Mike recently posted..Groundsel bush
By and large, GPS seems to work but, some times, either due to wrong entering of the address or some other quirk such mishaps take place. I have had others finding my place without any problems.
My GPS has misdirected me on a few occasions. However, on many other trips it has helped me tremendously!
That is by and large the reports from others too.
Guiding delivery guys to my place in Bangalore is a nightmare…as you said they would have arrived at the end of the street and needing just a 5 minute get lost in that stretch. A couple of calls later, a few more directions and my complex security guards standing outside the gate to net them like goalies the delivery is finally accomplished 😀
Perhaps it is only us siblings who are fated to face such morons in our lives.
I’ve noticed a couple of times, where delivery people have gotten into a nearby street that is actually just below our back yard – and probably if the housing estate had included a ROW up from it, we’d be in that street. Rather we are one street up and down a quite long ROW … I was watching (on the Google map app) where the supermarket truck was the other day, 1 minute apparently and then noticed he was in said wrong street! Of course it was another 5 minutes before he appeared…
Last weekend, on our way back from Ranui, H took possibly a wrong turn, and we ended up someplace else. She pulled over and hit up her app and we soon found our way back to New Lynn…of course, she hadn’t been using the app to get home. She said I think at that funny junction I wasn’t supposed to take the first exit!
Catherine de Seton recently posted..Crazy week – begone!
Catherine, By and large, GPS seems to work but, some times, either due to wrong entering of the address or some other quirk such mishaps take place. I have had others finding my place without any problems.
All right!!
Now, my Not So Humble (semi-expert) Opinion. I can see why these things are happening, I should really write a blog regarding this topic, but I’ll try a brief explication.
First, the issue usually will not be with, as slightly carelessly refered, to as GPS. GSP is just the module which is locating a person (actually the device being carried, lost or dropped) to geographical co-ordinates. This is very reliable technology (actually for civilian use these are supposed to be slightly off the real co-ordinates, but only slightly).

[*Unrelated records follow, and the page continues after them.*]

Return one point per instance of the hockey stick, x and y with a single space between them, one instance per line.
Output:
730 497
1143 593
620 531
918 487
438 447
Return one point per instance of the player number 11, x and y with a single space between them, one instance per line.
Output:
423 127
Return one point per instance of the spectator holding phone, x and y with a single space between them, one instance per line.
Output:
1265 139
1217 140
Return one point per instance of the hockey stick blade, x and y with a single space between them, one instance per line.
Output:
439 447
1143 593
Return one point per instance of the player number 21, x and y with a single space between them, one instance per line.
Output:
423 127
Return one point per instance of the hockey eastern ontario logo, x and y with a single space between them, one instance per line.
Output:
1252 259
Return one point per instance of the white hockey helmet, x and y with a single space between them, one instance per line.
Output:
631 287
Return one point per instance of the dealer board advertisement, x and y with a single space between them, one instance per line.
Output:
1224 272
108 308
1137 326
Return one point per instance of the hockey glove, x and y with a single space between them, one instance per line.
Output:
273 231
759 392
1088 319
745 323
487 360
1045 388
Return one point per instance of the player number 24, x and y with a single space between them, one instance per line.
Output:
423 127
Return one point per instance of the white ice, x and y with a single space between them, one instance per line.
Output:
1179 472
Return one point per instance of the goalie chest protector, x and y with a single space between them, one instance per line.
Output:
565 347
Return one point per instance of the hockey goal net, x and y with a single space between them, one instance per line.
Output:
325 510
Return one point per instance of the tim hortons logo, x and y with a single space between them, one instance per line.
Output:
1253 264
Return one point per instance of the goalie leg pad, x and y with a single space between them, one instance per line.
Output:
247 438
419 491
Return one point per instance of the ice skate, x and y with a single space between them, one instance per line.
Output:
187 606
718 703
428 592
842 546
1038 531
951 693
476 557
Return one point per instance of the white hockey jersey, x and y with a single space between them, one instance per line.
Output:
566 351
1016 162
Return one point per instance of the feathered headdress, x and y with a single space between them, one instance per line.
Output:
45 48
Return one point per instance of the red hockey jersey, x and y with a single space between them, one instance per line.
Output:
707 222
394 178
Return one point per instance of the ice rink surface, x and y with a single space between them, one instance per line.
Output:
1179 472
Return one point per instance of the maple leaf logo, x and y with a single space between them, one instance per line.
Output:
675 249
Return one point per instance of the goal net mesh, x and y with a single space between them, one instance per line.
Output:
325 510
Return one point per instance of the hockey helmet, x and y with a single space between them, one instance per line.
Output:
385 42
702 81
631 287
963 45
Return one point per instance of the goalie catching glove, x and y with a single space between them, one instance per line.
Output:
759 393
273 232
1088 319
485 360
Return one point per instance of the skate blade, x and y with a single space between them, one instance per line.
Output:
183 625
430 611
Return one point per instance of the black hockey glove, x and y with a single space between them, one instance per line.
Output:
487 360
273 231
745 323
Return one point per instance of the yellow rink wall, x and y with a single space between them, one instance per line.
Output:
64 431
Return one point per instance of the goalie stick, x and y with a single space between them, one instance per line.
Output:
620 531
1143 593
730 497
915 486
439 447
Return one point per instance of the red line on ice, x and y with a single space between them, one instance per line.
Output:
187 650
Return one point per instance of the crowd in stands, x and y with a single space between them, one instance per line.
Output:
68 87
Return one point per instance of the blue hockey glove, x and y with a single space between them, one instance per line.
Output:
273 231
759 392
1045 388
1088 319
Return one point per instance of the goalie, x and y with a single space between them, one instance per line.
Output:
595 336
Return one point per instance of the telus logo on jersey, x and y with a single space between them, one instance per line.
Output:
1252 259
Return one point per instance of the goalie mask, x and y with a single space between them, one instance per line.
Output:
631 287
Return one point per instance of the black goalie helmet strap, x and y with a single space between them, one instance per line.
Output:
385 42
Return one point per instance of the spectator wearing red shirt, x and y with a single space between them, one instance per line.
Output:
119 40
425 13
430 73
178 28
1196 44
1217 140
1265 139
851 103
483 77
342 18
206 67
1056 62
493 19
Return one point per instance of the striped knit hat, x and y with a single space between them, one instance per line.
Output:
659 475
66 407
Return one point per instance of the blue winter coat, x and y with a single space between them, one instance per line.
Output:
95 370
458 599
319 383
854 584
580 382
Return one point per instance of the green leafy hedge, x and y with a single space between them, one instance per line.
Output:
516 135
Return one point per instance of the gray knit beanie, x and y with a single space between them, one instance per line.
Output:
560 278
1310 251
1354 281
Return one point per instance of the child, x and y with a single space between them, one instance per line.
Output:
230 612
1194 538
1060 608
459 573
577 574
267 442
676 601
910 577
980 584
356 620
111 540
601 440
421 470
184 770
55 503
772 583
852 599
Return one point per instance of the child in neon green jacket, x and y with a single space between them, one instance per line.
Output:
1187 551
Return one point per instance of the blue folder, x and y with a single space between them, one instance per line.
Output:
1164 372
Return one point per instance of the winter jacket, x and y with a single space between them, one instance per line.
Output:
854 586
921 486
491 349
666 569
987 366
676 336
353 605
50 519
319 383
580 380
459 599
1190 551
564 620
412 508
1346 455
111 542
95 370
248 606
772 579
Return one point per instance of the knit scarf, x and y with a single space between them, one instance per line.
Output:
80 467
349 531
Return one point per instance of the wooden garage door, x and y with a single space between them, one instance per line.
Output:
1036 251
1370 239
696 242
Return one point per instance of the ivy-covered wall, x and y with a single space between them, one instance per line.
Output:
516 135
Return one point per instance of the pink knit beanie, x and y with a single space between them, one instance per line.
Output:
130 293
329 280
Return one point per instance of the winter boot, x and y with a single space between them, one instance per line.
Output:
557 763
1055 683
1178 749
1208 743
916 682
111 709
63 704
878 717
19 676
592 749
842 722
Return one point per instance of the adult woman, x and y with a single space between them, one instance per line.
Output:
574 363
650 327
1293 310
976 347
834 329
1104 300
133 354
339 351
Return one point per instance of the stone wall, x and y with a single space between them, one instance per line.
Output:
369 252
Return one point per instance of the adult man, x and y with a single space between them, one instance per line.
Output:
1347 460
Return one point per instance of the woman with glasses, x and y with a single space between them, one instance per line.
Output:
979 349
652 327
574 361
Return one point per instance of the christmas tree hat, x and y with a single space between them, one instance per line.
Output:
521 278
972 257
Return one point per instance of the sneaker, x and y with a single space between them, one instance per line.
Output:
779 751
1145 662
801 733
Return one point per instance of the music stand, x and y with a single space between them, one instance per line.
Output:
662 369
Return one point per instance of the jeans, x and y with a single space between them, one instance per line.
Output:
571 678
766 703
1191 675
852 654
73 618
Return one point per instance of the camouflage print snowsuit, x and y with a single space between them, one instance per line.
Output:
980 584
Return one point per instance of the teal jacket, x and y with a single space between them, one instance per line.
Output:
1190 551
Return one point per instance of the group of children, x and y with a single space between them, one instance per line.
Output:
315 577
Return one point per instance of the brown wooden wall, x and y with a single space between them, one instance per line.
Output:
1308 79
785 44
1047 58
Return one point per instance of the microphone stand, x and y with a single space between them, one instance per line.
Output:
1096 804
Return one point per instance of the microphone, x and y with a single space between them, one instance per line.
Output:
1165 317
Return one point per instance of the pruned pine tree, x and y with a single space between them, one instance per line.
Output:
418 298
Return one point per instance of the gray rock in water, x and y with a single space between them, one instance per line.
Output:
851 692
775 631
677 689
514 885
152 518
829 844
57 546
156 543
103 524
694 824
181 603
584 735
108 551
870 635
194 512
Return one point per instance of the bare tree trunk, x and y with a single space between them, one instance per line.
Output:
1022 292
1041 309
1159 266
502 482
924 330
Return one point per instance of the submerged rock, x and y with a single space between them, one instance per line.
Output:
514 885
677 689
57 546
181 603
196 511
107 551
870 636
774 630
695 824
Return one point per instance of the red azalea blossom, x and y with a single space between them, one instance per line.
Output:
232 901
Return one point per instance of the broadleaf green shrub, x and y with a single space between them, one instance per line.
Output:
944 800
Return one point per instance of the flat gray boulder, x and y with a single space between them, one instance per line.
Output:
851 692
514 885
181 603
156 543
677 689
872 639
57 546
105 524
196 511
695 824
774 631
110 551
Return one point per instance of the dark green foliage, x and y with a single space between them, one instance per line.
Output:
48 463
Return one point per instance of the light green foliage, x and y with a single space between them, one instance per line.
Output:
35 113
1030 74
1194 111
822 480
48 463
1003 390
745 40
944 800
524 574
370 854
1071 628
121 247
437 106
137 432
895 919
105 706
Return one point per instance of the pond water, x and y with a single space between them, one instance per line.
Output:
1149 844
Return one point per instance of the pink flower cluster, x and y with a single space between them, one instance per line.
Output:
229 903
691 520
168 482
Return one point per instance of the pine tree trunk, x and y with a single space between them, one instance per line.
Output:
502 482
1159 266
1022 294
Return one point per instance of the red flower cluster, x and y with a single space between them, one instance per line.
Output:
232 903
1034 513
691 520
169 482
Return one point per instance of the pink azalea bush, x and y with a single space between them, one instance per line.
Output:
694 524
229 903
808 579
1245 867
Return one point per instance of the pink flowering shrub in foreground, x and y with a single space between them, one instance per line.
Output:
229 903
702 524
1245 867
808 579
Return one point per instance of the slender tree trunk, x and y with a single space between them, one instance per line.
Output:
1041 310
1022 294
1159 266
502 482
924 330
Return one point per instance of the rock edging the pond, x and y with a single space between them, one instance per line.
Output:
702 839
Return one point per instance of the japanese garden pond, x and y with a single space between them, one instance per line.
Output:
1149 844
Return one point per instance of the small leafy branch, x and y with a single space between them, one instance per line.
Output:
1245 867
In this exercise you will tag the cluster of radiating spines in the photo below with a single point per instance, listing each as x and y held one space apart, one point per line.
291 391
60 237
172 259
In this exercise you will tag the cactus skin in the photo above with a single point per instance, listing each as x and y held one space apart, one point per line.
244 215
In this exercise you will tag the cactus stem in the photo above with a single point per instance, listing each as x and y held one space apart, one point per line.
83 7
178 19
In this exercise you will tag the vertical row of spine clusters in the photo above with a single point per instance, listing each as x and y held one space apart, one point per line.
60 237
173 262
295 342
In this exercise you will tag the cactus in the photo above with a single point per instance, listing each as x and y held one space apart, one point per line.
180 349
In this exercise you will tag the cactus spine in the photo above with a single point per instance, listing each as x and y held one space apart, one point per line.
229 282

Secondly, the trouble starts when the google App (or Apple, BTW Apple had massively scrambled their mapping software, breaking and mixing eggs, shells) maps these co-ordinates on to a map. This is where errors occur, due to the limitations of formats, unreliable data and the fact that it is humanely impossible to have all of this verified by, well humans. Now coming to humans, let me enlighten all humans reading this. This is the age of AI (Artificial Intelligence) and HS (human stupidity) and HS is winning most of the time. Now many will respond with “What are you on about, we are just making the point that I am smarter than the App”. Maybe, indeed quite possibly, dear re
ader. However please remember the delivery bloke is also a human. One of my friends (such are some of them) is very tech savvy and equally geographically challenged, I saw him go execute three left turns, failing to understand that he is head back to where he started! What I have noted is that more and more people cannot read maps; cannot relate what is there on the device with their actual surroundings, so often blindly follow instructions valid and erroneous. I think Asians lead the way, Indians are beaten by the Japanese: https://abcnews.go.com/blogs/headlines/2012/03/gps-tracking-disaster-japanese-tourists-drive-straight-into-the-pacific
The devices with software are addling our brains.